All in all, when using Timefold, you need to think in a more declarative approach (think Prolog, SQL, etc). For example, let say you have a room assignment problem where a teacher can only teach at a single room at once, and minimize room changes. In Timefold, it may look like this:
# Typically would be stored in a parameterization object, but a global var
# is used for brevity
teacher_count = 3
@planning_entity
@dataclass
class Room:
id: Annotated[int, PlanningId]
date: int
name: str
# This can also be a Teacher object, but str is used for brevity here
teacher: Annotated[str, PlanningVariable] = field(default=None)
@planning_solution
@dataclass
class Timetable:
rooms: Annotated[list[Room], PlanningEntityCollectionProperty]

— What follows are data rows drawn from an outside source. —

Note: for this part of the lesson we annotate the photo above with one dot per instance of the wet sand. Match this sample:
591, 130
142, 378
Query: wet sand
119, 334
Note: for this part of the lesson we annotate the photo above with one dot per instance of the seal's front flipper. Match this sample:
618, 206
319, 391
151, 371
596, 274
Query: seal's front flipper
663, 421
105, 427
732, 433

teachers: Annotated[list[str], ValueRangeProvider]
score: Annotated[HardSoftScore, PlanningScore] = field(default=None)
@constraint_provider
def timetable_constraints(cf: ConstraintFactory):
return [
cf.for_each_unique_pair(Room, Joiners.equal(lambda room: room.date), Joiners.equal(lambda room: room.teacher))
.penalize(HardSoftScore.ONE_HARD)
.as_constraint('Teacher time conflict'),
cf.for_each_unique_pair(Room, Joiners.equal(lambda room: room.teacher))

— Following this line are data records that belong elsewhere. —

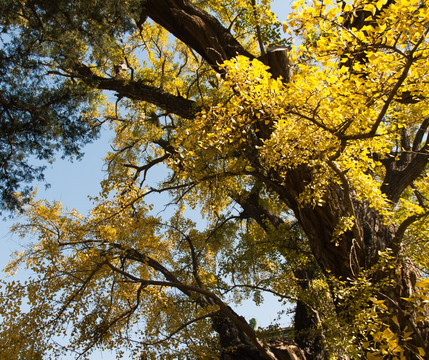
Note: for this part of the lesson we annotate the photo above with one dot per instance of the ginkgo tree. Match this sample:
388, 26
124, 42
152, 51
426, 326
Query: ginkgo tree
303, 145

.filter(lambda a, b: a.name != b.name)
.penalize(HardSoftScore.ONE_SOFT)
.as_constraint('Minimize room change')
]
solver_config = SolverConfig(
solution_class=Timetable,
entity_class_list=[Room],
score_director_factory_config=ScoreDirectorFactoryConfig(
constraint_provider_function=timetable_constraints
),
termination_config=TerminationConfig(
spent_limit=Duration(seconds=5)
)
)
solver_factory = SolverFactory.create(solver_config)
solver = solver_factory.build_solver()
problem: Timetable = build_problem()
solver.solve(problem)
Compared to OR Tools: teacher_count = 3
problem: Timetable = build_problem()
model = cp_model.CpModel()
objective = []
room_vars = [cp_model.model.new_int_var(0, teacher_count - 1, f'room_assignment_{i}' for i in range(len(problem.rooms)))]
room_vars_by_date = {date: [room_vars[i] for i in range(len(problem.rooms)) if problem.rooms[i].date == date] for date in {room.date for room in problem.rooms}}
room_vars_by_name = {name: [room_vars[i] for i in range(len(problem.rooms)) if problem.rooms[i].name == name] for name in {room.name for room in problem.rooms}}
for date, date_vars in room_vars_by_date.items():
model.AddAllDifferent(date_vars)
for name, name_vars in room_vars_by_name.items():
for assignment_1 in names_vars:
for assignment_2 in names_vars:
if assignment_1 is not assignment_2:
objective.add(assignment_1 != assignment_2)
model.minimize(sum(objective))
solver = cp_model.CpSolver()
status = solver.solve(model)Reminds me of NextMv [1] loved their episode on SWE daily. Can anyone compare them to this and how they’re doing?